« Les traités européens n’autorisent en aucun cas l’Union à s’endetter »

  • 2020-10-12 14:56:34
Le professeur de finances Markus C. Kerber et l’ancien banquier Jean-Michel Naulot soulignent, dans une tribune au « Monde », que l’absence de base juridique à l’emprunt européen pour le plan de relance devra conduire à une révision des traités. Tribune. Le débat autour du plan de soutien de 750 milliards d’euros (« Next Generation EU ») ne fait que commencer. La question de la rationalité des aides et surtout de leur conditionnalité reste ouverte. La nécessité de dégager de nouvelles ressources provoque de vives discussions. Mais un point jusqu’à présent passé sous silence est particulièrement problématique : on cherche en vain les fondements juridiques de l’accord du 21 juillet. Un « viol nécessaire des règles des traités » Certes, la légalité des subventions en cas de crise majeure ne fait pas de doute. Dès le mois d’avril, Angela Merkel avait précisé que l’article 122 du traité de fonctionnement de l’Union européenne (TFUE) s’applique à la crise pandémique. Selon cet article, une assistance financière est possible lorsqu’un Etat connaît de graves difficultés en raison de « catastrophes naturelles ou d’événements exceptionnels échappant à son contrôle ». En revanche, la légalité de l’emprunt, et non des subventions, n’a jamais été abordée. Or, l’emprunt de 750 milliards de l’Union européenne est absolument considérable au regard des opérations précédentes.
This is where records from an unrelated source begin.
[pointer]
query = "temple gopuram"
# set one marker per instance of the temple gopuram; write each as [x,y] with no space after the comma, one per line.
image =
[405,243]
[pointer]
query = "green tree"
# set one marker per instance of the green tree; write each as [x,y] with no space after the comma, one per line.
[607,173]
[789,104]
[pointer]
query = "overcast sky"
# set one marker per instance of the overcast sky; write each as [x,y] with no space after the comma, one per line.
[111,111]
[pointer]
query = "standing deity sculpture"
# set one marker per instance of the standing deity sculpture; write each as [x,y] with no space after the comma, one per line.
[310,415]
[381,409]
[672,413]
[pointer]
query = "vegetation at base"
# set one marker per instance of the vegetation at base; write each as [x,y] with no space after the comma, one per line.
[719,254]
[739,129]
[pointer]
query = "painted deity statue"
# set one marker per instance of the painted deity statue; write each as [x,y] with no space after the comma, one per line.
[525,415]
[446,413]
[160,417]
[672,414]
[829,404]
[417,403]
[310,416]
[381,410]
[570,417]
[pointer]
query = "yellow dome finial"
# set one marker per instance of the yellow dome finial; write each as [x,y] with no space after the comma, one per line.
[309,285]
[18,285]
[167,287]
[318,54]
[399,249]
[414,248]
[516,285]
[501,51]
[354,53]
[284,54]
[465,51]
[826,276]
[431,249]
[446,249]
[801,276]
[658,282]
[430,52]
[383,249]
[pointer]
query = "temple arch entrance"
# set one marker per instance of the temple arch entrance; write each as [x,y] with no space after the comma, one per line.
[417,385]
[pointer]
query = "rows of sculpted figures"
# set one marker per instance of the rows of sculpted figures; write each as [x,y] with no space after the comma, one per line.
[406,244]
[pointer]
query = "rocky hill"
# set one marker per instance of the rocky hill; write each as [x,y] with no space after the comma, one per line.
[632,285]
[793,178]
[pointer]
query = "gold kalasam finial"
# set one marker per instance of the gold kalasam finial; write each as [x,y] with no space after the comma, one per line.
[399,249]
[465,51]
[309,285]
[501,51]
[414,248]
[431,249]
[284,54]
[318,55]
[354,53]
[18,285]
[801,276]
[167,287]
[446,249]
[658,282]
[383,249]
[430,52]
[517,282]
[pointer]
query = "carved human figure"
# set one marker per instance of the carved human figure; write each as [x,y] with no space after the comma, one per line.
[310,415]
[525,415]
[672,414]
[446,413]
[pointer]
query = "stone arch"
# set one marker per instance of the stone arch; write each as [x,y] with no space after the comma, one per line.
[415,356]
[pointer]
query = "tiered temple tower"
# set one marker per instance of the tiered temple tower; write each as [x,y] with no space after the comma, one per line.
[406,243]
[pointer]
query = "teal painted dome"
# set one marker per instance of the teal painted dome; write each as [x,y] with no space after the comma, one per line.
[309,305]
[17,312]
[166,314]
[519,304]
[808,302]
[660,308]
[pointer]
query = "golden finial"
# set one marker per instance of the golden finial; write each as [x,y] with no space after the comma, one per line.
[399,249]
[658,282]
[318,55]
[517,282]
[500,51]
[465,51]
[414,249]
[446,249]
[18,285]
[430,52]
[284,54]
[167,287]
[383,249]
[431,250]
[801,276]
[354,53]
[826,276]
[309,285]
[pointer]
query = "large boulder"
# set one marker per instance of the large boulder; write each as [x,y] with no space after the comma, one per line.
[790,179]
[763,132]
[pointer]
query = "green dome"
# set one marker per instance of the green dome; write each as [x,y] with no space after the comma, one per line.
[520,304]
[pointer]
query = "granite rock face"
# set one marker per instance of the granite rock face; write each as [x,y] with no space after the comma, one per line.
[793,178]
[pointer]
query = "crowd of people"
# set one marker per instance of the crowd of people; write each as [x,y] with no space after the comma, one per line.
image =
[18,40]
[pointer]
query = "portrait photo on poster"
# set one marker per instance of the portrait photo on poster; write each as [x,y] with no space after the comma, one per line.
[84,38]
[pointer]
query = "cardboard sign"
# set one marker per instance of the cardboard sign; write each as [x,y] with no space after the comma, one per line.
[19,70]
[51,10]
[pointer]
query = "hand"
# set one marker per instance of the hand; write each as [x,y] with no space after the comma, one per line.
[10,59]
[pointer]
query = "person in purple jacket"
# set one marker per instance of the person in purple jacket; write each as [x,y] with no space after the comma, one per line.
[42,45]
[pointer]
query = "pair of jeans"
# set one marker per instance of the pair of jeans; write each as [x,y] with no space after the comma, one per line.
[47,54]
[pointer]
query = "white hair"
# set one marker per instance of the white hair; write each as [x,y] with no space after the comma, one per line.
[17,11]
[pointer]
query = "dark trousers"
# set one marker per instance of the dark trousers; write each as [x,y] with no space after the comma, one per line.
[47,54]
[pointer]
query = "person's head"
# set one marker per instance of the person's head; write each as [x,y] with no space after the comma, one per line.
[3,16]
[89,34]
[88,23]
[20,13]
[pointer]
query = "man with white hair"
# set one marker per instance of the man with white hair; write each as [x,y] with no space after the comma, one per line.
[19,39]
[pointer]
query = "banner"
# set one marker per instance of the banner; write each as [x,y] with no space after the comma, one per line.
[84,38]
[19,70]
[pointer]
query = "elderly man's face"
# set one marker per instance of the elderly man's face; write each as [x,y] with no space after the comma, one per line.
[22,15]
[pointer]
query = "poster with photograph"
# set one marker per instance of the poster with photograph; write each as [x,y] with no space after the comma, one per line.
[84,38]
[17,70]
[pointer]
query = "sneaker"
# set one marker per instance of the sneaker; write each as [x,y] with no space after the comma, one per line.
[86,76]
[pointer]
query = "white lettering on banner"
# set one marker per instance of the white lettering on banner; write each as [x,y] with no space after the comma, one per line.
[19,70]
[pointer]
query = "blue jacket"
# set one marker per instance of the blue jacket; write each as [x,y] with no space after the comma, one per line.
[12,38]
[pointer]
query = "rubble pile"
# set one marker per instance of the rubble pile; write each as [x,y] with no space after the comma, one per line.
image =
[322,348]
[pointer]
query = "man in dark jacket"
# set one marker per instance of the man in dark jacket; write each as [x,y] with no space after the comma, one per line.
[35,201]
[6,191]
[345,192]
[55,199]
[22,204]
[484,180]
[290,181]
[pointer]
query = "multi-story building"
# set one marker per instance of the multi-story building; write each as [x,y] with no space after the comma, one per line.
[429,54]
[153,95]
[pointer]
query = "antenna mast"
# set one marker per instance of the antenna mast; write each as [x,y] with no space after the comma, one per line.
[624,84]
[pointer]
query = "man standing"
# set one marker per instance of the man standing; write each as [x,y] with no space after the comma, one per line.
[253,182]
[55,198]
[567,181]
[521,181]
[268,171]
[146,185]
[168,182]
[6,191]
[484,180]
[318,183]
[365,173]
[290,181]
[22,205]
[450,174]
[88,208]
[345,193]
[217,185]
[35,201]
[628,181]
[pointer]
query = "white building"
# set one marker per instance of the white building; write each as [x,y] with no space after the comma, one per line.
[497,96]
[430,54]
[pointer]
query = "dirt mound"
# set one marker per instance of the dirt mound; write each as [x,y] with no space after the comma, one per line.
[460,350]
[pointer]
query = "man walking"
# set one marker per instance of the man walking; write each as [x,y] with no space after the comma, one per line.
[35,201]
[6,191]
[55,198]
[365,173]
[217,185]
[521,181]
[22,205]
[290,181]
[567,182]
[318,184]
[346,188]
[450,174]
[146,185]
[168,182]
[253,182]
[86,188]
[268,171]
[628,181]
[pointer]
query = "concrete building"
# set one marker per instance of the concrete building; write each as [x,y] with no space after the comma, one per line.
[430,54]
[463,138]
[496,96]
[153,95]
Les fonds levés en 2010 par l’Union européenne (UE) avec le mécanisme européen de stabilité financière (MESF), en faveur de l’Irlande et du Portugal, ne représentaient qu’une cinquantaine de milliards. A ces 750 milliards d’euros, il faut ajouter 100 milliards qui seront levés par la Commission à partir de la mi-octobre afin de financer le plan « SURE » (soutien au chômage partiel). La Commission inscrit ces nouveaux emprunts dans le prolongement des opérations de 2010, peut-être pour convaincre que le recours à l’emprunt est devenu naturel. A l’intention des investisseurs, elle invoque l’article 323 du TFUE qui énonce que « le Parlement européen, le Conseil et la Commission veillent à la disponibilité des moyens financiers permettant à l’Union de remplir ses obligations juridiques à l’égard des tiers ». Gérer les finances de l’Union avec responsabilité est bien une obligation de la Commission, mais ce n’est en aucun cas une autorisation d’endetter l’Union.